I grumbled something under my breath and shoved a cassette into the car radio. John Mayer. Room for Squares. He grimaced, but didn’t say anything. To him, any music recorded after 1979 is suspect.

He was right, of course, although not about the music. There was no reason for me to have anticipated anything but a sour attitude from him, since it had been my idea for us to go to our 25th year high school reunion. Overcome by a sudden, inexplicable wave of nostalgia, I had responded to the invitation in my mail (along with the inevitable bills) by convincing him that we would spend the evening drinking and making fun of our former classmates. Well, he could drink, anyway. I’d appointed myself designated driver. The major effect of alcohol on my system is to make me sleepy.

I don’t know what it was that convinced me to go. At Bloomfield, NJ’s prime example of a high school in the mid-1970s, students divided themselves into the usual cliques: the jocks, the cheerleaders (who existed mostly to sleep with the jocks, thus serving to doubly tweak the rest of us), the brains (this was years before nerds were invented, and decades before computer geeks), and the remedial students.

And then there was Us. Myself, Mahoney, Friedman, Wharton, and McGregor. We were a group because we didn’t fit in with any of the other groups—we fell between the cracks. And we got along because we expected nothing of each other, and got exactly that. Besides Mahoney, who was still my closest friend, I had-n’t seen the others in at least 10 years.

So maybe it was that kind of reunion I had been trying to manufacture. I’d blackmailed Mahoney into going by telling him I wouldn’t go without him, and had emailed Bobby Fox, who was coordinating the reunion (and who was still, at 43, calling himself “Bobby”), to be sure Friedman, Wharton, and McGregor would be there. But I hadn’t told Mahoney, and I didn’t know why.

Now, he listened thoughtfully to the music, wrinkled his brow, and turned it down a notch. “This guy’s not bad,” he said. “But he’s never going to replace Jim Croce.”

“I’m sorry. I left my Bad Company tape back home in my white double-knit leisure suit.”

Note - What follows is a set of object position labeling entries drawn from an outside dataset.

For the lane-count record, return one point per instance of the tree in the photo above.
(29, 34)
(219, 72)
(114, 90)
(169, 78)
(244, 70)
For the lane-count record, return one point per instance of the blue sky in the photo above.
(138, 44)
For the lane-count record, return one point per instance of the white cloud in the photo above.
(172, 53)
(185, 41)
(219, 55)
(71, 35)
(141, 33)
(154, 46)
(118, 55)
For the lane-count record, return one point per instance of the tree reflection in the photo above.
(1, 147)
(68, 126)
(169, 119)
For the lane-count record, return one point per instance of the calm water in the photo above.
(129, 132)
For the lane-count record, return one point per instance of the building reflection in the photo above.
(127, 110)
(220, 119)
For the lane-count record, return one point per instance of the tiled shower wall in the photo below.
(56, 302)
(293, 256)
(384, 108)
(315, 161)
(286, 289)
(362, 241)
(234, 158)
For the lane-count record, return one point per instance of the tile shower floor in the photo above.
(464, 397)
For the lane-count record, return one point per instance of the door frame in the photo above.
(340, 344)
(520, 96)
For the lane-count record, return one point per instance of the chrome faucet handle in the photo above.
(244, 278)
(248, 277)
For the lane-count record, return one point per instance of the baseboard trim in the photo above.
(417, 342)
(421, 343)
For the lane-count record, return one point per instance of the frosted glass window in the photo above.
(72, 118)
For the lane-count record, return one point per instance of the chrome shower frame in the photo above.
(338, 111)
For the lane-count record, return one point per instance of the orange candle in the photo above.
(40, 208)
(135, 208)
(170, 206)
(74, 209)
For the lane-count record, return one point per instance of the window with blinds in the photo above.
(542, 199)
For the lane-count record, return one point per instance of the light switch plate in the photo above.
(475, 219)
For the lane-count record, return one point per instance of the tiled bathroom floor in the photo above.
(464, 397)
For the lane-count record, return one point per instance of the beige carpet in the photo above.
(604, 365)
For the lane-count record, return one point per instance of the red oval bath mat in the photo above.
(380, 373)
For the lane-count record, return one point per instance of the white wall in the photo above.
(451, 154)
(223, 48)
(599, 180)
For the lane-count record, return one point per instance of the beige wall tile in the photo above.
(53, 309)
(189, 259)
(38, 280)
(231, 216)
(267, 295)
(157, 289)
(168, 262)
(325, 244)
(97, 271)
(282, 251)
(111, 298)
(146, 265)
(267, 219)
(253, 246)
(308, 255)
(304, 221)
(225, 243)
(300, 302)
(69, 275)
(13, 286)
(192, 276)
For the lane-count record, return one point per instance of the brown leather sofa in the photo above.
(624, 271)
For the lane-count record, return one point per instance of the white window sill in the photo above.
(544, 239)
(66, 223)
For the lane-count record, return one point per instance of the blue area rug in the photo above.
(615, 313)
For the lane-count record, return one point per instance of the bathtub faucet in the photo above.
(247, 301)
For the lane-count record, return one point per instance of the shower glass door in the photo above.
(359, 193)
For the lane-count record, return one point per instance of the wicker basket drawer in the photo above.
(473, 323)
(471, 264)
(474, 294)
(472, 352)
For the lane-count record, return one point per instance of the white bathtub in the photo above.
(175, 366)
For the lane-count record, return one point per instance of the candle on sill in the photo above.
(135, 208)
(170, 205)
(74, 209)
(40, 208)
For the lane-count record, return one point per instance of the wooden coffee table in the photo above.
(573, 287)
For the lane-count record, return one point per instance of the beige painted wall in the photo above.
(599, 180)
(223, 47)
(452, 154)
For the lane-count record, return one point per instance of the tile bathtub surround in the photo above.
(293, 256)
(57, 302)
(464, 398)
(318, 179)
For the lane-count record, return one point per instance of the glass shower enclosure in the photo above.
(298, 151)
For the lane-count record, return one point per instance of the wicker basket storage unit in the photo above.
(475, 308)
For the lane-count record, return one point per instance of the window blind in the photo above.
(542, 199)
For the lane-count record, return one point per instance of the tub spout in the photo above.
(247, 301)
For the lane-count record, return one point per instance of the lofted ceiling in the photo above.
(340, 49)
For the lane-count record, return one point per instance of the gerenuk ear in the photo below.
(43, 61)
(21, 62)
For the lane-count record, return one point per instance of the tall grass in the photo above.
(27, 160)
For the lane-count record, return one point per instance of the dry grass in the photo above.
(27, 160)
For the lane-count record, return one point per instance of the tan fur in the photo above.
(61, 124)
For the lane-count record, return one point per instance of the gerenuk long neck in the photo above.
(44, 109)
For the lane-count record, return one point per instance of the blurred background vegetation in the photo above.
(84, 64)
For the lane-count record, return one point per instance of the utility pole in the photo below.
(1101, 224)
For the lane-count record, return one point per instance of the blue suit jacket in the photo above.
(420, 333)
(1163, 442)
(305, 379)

Mahoney grinned. “Somebody get up on the wrong side of the bed this morning?”

“I can’t remember why I wanted to go to this thing, either,” I admitted.

“It’s because Stephanie Jacobs is going to be there,” he said matter-of-factly. “You’ve had the hots for her since Gerald Ford was president.”

Stephanie Jacobs! I hadn’t even thought of her. Would she be at this miserable wing ding?

“Everybody had the hots for Stephanie Jacobs,” I reminded him. “And when I say ‘everybody. . .’”

When Mahoney and I were seventeen, all of us considered Stephanie Jacobs the ideal woman. Built so that she looked naked even in a down parka, Stephanie was rumored to have caused cardiac arrest in middle-aged men of, say, 30 or so.

“Not everybody,” said Mahoney.

“Your memory fails you,” I told him. “I remember a time you gave Stephanie Jacobs a ride home in the Mustang, and you talked about nothing else for six weeks.”

“Bullshit,” he said. “It was only four weeks.”

“Nonetheless. You had just as many hots for Stephanie Jacobs as everybody else.”